Começo felicitando-a pelo valioso título de primeira cozinheira do Brasil. Se é verdade o que dizes, avalio como não passaria bem se estivesse eu por aí, caso ainda fosses dona de Hotel.
A tua carta muito me fez rir. Vejo que continuas a mesma criatura do Hotel Gely, de Natal, cheia de superstições e crendices próprias dos nossos matutos e sertanejos. Também continuas acreditando em cartomancia? Viste três mulheres que desejam casar comigo? Ora, são mais de trinta! Não vou nesse embrulho, permanecerei solteiro, com a testa limpa, chegando à casa pela madrugada, livre e venturoso, sem ter que suportar cenas de ciúme de esposas fingidas ou não.
Madalena (minha dileta irmã), já sabe que és mulher muito mais séria do que tantas que andam por aí e por aqui. Ela sempre simpatizou contigo...porque és mulher de fibra, boa e caridosa, que até já lhe sinto um certo cheiro de santidade. Se não morrer antes dela, trabalharei para canonizá-la!
Vou sadio de corpo e alma, apesar de cinquentão. É que o Diabo ainda não levou minh’alma.
Ah! Zefinha, deixa de tolices e trata de gozar o resto da tua vida, porque este mundo não passa de brincadeira onde os infelizes e os loucos são apenas os que querem ter juízo que, afinal, de nada serve.
Repito que não desejo casar-me. Não sou tolo como tu...
Não sei se algum dia voltarei por aí, não sou lá de muitos planos. Faço tudo de veneta. Ainda, agora, quando vim do Acre, resolvi a viagem em poucos minutos.
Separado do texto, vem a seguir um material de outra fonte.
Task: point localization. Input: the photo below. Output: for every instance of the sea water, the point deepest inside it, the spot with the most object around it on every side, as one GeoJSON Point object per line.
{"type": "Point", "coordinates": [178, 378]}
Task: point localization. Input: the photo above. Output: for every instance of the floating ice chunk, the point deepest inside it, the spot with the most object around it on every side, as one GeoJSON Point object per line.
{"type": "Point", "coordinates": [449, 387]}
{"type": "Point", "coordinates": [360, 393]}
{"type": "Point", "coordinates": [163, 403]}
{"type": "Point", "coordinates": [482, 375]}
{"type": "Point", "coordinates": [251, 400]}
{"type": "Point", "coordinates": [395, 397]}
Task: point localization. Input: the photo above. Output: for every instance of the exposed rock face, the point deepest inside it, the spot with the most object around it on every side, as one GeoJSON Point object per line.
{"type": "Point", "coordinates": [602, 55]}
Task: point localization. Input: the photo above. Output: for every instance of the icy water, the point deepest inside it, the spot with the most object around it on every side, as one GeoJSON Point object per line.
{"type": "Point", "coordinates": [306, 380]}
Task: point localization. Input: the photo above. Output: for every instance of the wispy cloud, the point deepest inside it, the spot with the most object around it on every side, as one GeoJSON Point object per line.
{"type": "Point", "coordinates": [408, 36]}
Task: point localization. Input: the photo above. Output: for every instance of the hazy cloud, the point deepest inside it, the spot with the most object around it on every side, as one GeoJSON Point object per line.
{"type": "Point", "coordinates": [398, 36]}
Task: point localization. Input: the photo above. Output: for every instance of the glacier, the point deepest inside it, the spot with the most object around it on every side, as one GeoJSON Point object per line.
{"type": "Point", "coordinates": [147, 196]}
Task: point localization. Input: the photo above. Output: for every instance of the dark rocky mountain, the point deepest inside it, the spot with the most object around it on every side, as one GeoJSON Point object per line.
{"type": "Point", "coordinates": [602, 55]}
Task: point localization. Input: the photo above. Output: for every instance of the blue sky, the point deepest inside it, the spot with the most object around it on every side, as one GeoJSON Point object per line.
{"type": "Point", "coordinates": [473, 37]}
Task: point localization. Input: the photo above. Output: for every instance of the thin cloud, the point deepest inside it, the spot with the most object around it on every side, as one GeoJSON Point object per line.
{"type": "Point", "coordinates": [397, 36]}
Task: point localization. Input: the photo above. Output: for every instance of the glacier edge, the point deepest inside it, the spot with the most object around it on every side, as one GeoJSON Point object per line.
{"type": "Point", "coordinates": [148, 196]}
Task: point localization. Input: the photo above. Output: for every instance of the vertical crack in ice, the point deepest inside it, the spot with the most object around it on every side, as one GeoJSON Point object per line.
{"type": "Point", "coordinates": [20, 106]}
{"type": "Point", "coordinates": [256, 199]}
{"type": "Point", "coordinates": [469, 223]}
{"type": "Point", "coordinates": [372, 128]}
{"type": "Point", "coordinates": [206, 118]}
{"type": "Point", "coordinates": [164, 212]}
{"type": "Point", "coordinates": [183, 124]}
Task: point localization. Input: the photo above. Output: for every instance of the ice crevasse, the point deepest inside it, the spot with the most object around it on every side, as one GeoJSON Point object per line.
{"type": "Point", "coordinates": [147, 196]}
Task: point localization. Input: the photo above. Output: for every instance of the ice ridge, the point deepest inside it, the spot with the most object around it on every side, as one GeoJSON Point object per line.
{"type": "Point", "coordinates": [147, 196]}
Como é agradável (em alguns aspectos) ser sozinho no mundo!
Escreve-me logo. Podes até nem acreditar, mas a verdade é que te quero ainda um bem maior do que a muitas outras mulheres, exceto à minha LAURA, que não é mulher, é um anjo e só penso nela de joelhos. Creio que esta, sem te esquecer, é a maior fraqueza de que me acuso”.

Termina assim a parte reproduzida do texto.